Bir kimse, icma ile ve zaruri olarak bildirilmemiş olan inanılacak şeylerde, manası açıkça anlaşılamayan nasslara [âyet-i kerime ve hadis-i şeriflere] yanlış mana verirse buna bid’at ehli denir; fakat dinde inanması zaruri lazım olan şeylere inanmayan, yani her Müslümanın işittiği, bildiği şeyleri, tevilini bilmeden reddeden küfre girer.

Sual: Sırf merak için, ne yazmışlar diyerek, bidat ehlinin kitaplarını okumakta bir mahzur var mıdır?
CEVAP
Konu ile alakalı olarak Fetâvâ-i Hindiyyede deniyor ki:
“İman edilecek ve yapılacak, kaçınılacak şeyleri ve geçinecek sanat bilgilerini öğrenmek herkese farzdır. Bundan fazlasını öğrenmek farz değil ise de, sevaptır, öğrenmezse günah olmaz. Farz olan bilgilere yardımcı olanları, mesela astronomi öğrenmek de sevaptır. Fıkıh öğrenmeyip, yalnız hadis öğrenen, iflas eder. Kelam ilmini, yani iman bilgilerini, ihtiyaçtan fazla öğrenmek caiz değildir. Bidatlerin, fitnelerin yayılmasına sebep olur. Sadrül-islâm Ebül-Yüsr buyuruyor ki:

‘Kelâm, tevhid kitaplarının birkaçında felsefi bilgiler gördüm. İbni İshak Kindî Bağdâdînin ve İstikrârînin kitapları böyledir. Bunlar, İslamın bildirdiği doğru yoldan ayrılmış sapık kimselerdir.’

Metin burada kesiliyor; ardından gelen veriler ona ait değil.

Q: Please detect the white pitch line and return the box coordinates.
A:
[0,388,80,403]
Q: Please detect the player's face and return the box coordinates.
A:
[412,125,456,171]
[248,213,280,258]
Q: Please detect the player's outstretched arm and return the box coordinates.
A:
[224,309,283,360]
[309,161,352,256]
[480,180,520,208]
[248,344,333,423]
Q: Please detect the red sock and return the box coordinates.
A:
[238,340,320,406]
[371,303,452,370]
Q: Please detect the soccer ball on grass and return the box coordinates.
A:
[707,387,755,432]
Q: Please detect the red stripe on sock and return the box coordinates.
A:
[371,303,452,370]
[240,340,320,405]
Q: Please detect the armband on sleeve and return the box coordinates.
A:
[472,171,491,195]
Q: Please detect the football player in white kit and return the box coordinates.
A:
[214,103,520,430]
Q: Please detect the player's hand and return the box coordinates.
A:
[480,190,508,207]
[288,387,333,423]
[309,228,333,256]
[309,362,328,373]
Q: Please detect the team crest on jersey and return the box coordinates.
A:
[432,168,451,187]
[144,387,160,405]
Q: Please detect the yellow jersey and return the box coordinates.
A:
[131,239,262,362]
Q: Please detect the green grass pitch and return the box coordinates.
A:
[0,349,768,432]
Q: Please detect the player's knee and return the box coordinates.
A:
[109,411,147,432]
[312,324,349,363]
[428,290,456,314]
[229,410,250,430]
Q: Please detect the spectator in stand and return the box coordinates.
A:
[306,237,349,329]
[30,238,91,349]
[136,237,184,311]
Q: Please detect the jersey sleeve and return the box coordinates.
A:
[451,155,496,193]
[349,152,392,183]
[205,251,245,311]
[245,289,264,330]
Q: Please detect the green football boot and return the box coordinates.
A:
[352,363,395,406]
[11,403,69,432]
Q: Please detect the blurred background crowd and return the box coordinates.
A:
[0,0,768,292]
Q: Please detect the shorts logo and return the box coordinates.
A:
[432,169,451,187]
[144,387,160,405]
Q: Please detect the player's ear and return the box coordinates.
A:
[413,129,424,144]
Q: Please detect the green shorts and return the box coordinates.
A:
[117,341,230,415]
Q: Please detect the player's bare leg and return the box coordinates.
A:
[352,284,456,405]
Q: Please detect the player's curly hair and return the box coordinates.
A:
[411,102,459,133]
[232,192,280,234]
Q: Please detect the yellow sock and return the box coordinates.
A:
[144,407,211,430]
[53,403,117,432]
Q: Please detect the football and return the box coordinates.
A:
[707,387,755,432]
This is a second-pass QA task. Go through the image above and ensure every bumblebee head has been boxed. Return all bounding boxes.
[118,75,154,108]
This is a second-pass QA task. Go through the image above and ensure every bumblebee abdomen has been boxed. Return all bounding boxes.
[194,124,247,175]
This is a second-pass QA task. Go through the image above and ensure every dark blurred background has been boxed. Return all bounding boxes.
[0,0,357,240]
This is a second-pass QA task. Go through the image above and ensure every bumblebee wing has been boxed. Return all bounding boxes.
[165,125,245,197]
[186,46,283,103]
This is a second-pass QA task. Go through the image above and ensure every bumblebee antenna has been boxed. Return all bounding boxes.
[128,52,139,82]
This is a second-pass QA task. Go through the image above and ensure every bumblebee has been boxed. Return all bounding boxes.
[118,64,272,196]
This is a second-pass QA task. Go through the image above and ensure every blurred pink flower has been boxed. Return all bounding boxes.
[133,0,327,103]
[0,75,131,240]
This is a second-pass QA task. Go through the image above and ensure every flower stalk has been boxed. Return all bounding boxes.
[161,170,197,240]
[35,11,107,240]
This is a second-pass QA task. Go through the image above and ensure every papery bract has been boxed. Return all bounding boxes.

Ehl-i sünnet bilgilerini öğrenmeden önce böyle sapık kitapları okumak caiz değildir. Abdül-Cebbâr Râzî ve Ebû Alî Cübbâî ve Kâ'bî ve Nazzâm İbrâhîm bin Yesâr Basrî ve talebelerinden Amr Câhız Mu'tezilî sapıklarının kitapları da, eski Yunan felsefecilerinin bozuk fikirleri ile doludur. Böyle kitapları okumak gençlere zararlıdır. Muhammed bin Hîsûm gibi Mücessime fırkasındakilerin kitapları da böyledir. Bunlar bidat fırkalarının en kötüsüdür. Ebül-Hasen-i Eş'arî de, önceleri Mutezile inancını yaymak için çok kitap yazdı. Allahü teâlâ, kendisine hidayet verdikten sonra, eski fikirlerini kötüleyici kitaplarını yaydı. Yanlışlarını görebilenlerin, bu kitapları okuması zararlı olmaz. Şâfii âlimleri, iman bilgilerini Ebül-Hasen-i Eş'arînin kitaplarından aldılar. Ebû Muhammed Abdullah bin Sa'îdin bu kitapları açıklayan eserleri tamamen zararsız hâldedir... Sözün kısası, eski felsefecilerin yazdığı din kitaplarını gençlere okutmamalıdır. Ehl-i sünnet bilgilerini öğrendikden sonra okumaları caiz olur.”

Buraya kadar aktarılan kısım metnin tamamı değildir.